When Charles Phan and Loretta Keller need strawberries for a recipe, the two chefs behind the California Academy of Sciences in San Francisco don’t go out to the farmers’ market. They go up to the museum’s roof. The 1.7 million plants on the academy’s new “living” roof not only help insulate the building, they also provide ingredients for its café and restaurant, promoting the notion of cooking locally and sustainably in a way that’s radical even for San Francisco.
That’s only one part of the academy’s vision. The roof, created during the building’s $488 million renovation, elegantly conceals one of the world’s largest planetariums, an aquarium with a coral reef system from the Philippines and a four-story glass dome filled with rain-forest plants and animals from Borneo, Madagascar, Costa Rica and the Amazon. From the front of the academy’s towering glass-walled entrance, it looks as if someone lifted the earth up 65 feet and slid a museum inside.

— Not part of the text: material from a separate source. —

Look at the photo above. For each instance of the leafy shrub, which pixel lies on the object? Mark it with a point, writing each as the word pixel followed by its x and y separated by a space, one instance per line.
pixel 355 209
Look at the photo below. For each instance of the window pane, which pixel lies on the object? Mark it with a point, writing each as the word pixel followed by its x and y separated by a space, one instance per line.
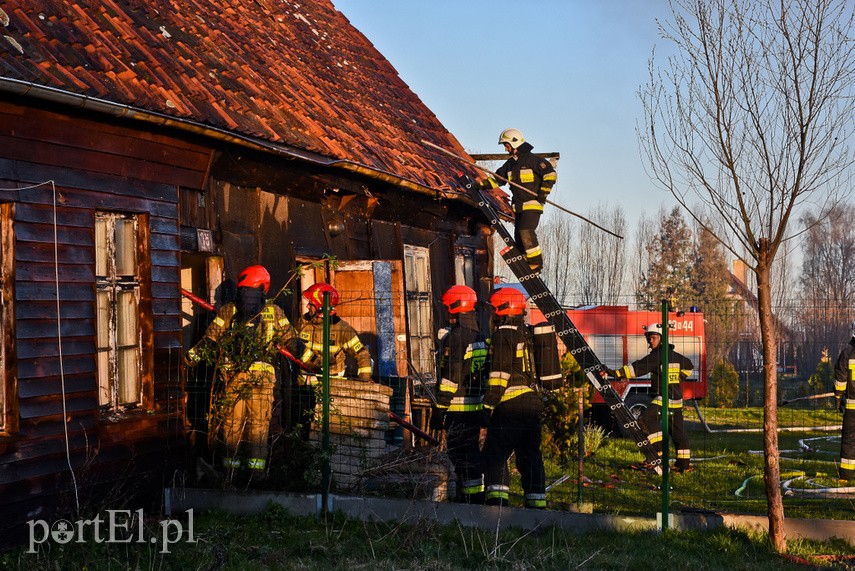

The camouflage blends perfectly into the academy’s setting in Golden Gate Park, but it’s not a gimmick. Star architect Renzo Piano—the designer of Paris’s Centre Pompidou—has turned the museum into what will be the largest public building to receive a LEED Platinum certification, indicating that it meets the highest possible level of environmentally sustainable design. Sixty-thousand photovoltaic cells cover the exterior, generating about 10 percent of the building’s energy. To provide insulation, the walls are stuffed with shredded denim salvaged from the floors of jeans factories. As a result of these innovations, the academy doesn’t need air-conditioning.